If you could help with the docker-compose.yml that would be fantastic. I would prefer Apache for now but maybe we can move to nginx later - I know it's faster but just trying to manage how much I take on that I haven't used before ;)

tdmalone commented 7 years ago

(We could even look at Alpine Linux maybe to try to reduce the size later, but I'm not sure if that would just increase complexity with getting things working)

Naramsim commented 7 years ago

I would not stick with alpine-linux, and installing php/apache/postgre on it. I would prefer use three containers that are based on Alpine. That are

So, in the end, we would have a system composed by three small (and secure) containers, which are started automatically with the command docker-compose up -d

What do you think?

tdmalone commented 7 years ago

I think that sounds perfect!

tdmalone commented 7 years ago

Postgres should now be working in https://github.com/tdmalone/slackemon/tree/data-store as an option for SLACKEMON_DATA_STORE_METHOD. I just need to test this on Heroku and then will probably push it to master and bump to v0.0.39.

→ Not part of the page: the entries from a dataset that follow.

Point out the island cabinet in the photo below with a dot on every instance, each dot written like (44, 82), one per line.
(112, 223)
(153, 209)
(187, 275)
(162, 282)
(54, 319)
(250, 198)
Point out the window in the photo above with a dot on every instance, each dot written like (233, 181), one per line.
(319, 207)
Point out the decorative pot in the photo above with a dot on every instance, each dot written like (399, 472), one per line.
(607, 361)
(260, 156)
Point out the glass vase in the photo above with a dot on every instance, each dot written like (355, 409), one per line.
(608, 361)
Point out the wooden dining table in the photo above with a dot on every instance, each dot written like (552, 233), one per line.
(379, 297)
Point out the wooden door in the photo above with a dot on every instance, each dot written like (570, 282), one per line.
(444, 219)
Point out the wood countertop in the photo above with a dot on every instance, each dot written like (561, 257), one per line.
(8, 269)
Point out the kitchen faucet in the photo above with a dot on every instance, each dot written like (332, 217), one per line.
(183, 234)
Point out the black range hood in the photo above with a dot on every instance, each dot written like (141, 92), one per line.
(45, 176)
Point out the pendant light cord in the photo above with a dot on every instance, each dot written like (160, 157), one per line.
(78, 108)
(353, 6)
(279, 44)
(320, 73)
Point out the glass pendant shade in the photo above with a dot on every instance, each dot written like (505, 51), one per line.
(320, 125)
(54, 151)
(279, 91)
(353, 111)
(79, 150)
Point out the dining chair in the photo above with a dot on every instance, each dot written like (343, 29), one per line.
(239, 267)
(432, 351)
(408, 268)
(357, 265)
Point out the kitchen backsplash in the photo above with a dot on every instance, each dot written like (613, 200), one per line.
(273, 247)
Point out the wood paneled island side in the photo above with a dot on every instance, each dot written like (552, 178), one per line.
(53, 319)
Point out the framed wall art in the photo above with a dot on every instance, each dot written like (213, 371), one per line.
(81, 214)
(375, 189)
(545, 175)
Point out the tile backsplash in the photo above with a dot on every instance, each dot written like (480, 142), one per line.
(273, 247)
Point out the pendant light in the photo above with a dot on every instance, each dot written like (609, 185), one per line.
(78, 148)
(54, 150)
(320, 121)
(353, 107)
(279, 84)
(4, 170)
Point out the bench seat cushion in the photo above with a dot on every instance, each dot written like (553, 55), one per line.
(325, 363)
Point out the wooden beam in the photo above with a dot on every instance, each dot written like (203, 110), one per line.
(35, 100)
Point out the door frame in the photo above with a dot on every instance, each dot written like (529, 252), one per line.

This partially implements point 2 (Postgres data store ability) mentioned above at https://github.com/tdmalone/slackemon/issues/21#issue-233526916

The rest of point 2 (using Postgres on Docker) will be covered by using Docker Compose.

Point 3 (file locking) is probably the next priority, then point 1 (augment AWS cache with local cache).

Of course, Postgres isn't implemented properly at this stage - we're basically treating it like a filesystem with each row being a 'file' and containing a big JSON string. In future we should completely rewrite this, drop support for a local data store, and use the database properly.

tdmalone commented 7 years ago

tdmalone commented 7 years ago

Most of the work this ticket asks for is now in master!

A few more things to look into to make file locking more robust:

tdmalone commented 7 years ago

In addition to the above, there probably needs to be a regular cronned check to expire locks that did not get removed properly - probably after 2 minutes? Or even 1 minute.